Blue screens problems are issues that a filmmaker needs to overcome when using the chroma key effect. Chroma keying is used to replace a solid color in a shot with a different image. With this effect, you can heavily stylize the look of your work, or you can be transported to far away places that you can’t really go to. It is a special effect, and if it’s not properly executed in production, then you’re going to run into a lot of trouble in the editing room. Here are the 3 most common blue screen problems.

1. Improper Lighting

The biggest blue screen problem during production is that it was not properly lit. Chroma keying works by isolating a specific color, which is then keyed out. If the blue screen is poorly lit, then the camera is going to pick up several shades of blue instead of one distinct and uniform color. This can be a real pain because every shade will need to be individually keyed out. It creates a lot of work for the editor and it risks having part of an actor, set piece or prop being keyed out along with a dark shade of blue.

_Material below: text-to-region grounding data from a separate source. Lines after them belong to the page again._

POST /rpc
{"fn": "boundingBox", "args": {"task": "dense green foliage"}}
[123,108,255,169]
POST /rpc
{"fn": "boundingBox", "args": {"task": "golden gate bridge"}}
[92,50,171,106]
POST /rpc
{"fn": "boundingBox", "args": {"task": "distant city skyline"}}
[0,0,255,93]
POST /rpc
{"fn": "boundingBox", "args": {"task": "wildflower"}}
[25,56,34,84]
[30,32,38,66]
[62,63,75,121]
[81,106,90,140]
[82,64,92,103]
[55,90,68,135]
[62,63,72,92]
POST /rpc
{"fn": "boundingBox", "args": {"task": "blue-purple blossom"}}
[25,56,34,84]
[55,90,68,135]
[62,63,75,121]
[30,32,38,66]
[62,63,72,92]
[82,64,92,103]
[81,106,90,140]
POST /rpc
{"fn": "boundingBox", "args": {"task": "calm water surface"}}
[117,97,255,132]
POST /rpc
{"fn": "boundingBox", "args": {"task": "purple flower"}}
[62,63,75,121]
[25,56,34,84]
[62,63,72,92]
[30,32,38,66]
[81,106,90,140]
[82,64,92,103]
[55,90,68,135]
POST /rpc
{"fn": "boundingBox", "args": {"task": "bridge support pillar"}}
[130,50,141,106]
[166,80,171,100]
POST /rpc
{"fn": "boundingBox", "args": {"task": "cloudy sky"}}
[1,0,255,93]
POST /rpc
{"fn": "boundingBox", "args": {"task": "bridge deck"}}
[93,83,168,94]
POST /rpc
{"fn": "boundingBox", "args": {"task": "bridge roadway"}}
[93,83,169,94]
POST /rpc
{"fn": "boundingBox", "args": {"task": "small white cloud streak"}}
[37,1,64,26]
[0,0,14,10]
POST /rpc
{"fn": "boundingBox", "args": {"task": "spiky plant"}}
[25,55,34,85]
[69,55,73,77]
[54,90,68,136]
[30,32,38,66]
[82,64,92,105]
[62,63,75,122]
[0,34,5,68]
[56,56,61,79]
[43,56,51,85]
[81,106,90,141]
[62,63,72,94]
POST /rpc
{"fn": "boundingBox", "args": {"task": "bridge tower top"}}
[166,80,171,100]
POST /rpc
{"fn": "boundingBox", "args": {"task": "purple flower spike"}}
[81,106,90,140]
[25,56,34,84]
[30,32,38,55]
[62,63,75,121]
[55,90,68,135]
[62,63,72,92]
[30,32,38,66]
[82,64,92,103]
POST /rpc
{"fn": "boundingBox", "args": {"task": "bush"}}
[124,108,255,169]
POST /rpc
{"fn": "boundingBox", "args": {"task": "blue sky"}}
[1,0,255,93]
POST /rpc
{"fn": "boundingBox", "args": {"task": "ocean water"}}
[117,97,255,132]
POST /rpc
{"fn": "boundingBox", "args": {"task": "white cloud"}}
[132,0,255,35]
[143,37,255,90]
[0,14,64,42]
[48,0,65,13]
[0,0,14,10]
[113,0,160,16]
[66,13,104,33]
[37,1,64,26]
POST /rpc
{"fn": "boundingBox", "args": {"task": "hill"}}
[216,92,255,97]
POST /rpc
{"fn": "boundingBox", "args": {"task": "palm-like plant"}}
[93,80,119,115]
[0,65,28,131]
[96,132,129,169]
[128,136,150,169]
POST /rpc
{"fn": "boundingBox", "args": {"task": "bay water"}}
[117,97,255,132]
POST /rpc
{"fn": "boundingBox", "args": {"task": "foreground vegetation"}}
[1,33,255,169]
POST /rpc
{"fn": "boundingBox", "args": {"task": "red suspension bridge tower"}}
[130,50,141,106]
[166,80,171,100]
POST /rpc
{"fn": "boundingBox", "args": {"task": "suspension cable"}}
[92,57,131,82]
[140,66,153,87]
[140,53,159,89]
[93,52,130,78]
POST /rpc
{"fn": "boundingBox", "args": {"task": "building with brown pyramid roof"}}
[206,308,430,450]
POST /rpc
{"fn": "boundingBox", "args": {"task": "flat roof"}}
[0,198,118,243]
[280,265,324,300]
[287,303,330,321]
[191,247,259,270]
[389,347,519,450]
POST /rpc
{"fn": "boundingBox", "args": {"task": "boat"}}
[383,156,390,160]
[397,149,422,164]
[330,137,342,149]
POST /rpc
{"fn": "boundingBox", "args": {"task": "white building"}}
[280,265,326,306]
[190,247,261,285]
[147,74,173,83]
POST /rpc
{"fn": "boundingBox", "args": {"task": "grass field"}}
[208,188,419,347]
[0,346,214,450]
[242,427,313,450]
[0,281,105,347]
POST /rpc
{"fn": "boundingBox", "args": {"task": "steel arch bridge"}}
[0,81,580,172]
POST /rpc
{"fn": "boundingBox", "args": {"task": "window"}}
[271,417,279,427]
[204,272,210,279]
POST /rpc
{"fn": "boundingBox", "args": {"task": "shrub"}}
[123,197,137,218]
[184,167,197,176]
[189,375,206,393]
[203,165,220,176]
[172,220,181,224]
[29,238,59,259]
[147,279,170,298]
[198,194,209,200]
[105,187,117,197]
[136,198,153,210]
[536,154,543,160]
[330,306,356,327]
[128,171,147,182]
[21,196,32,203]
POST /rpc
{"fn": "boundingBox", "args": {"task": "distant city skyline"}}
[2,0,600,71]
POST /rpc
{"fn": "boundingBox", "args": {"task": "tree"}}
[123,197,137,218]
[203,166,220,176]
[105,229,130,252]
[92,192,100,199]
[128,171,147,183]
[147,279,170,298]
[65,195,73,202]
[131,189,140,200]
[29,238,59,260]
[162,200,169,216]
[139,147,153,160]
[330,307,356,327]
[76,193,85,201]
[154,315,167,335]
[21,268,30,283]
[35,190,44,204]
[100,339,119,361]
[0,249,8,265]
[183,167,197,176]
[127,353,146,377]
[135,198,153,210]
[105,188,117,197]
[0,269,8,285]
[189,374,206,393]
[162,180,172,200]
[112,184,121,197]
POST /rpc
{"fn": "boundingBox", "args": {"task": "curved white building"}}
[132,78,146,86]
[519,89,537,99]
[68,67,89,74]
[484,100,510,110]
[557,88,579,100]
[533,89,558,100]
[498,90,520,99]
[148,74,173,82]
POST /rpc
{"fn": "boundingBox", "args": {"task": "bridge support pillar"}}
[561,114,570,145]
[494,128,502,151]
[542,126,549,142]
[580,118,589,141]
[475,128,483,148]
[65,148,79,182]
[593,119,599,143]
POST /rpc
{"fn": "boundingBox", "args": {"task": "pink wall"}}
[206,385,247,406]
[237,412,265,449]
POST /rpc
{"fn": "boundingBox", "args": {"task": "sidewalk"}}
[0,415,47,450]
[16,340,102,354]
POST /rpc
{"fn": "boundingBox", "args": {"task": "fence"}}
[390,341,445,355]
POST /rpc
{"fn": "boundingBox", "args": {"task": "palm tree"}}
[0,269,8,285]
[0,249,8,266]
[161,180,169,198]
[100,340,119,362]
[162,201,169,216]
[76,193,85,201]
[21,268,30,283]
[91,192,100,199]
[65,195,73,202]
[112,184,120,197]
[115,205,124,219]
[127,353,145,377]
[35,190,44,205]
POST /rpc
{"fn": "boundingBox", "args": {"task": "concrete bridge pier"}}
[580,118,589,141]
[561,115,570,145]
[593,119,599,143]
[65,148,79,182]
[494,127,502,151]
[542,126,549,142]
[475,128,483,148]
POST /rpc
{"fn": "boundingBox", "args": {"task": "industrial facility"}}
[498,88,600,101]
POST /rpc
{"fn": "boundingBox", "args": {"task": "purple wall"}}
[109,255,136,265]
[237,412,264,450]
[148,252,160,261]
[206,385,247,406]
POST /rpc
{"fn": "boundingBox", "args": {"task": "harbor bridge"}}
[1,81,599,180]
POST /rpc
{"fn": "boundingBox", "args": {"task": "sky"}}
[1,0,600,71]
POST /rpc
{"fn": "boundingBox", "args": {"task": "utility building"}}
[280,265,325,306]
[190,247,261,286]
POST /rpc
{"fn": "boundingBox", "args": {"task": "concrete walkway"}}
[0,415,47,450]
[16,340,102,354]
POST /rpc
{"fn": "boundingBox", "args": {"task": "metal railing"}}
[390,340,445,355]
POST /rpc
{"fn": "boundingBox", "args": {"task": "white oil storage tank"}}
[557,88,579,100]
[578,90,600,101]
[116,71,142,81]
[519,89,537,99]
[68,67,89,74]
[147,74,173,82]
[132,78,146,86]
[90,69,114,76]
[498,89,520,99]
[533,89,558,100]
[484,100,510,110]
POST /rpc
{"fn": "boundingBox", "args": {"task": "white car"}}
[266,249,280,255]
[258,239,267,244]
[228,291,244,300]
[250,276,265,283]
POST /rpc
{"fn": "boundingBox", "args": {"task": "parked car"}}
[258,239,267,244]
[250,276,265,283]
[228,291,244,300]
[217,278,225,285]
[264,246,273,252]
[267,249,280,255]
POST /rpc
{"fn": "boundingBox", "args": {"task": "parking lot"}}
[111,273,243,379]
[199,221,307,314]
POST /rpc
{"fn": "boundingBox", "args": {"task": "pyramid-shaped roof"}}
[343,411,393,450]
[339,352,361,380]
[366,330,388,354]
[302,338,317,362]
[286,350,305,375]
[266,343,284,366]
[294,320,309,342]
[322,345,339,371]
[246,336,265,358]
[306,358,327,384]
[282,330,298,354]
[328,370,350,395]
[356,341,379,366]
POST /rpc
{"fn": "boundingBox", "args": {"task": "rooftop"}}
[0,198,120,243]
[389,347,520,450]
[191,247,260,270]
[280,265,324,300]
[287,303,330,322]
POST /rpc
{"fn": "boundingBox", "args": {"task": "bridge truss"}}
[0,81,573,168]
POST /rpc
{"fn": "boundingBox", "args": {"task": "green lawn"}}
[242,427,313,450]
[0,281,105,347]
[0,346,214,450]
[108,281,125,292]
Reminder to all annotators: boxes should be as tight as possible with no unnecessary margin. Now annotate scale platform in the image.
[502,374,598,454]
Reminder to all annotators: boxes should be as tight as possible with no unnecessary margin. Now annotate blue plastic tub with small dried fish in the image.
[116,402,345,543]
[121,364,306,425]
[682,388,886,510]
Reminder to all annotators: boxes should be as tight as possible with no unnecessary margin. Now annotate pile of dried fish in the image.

You need to devote some of your lights to just lighting the blue screen. The lighting should be flat and consistent with everything at the same exposure level. You need to isolate these lights from hitting anything else on the set. You also need to keep your set lights from spilling onto your blue screen as well.

2. Dirty Blue Screen

Remember that chroma key works best when the blue screen is a consistent and even color. A dirty blue screen can be picked up by the camera, which would then make your screen more than one color If the blue screen is dirty enough, it can cause keying problems in post production. If you own a blue screen, then take care of it, and if you’re renting one, make sure you thoroughly inspect it before the shoot.

3. Blue Objects on Set

If you’re working with a blue screen, then your actors cannot be wearing blue and the props can’t be blue as well. if something in the frame is the same color as the blue screen, then it will be keyed out along with it. The effect doe not distinguish objects, only colors. Be prepared and plan out the colors of your frame accordingly.

Keep an eye out of for reflective surfaces in your set pieces. These could pick up a blue refection that you might not immediately notice. These reflections will create unwanted keying. If you’re on top of your game, then you can avoid these problems and have a smooth effect.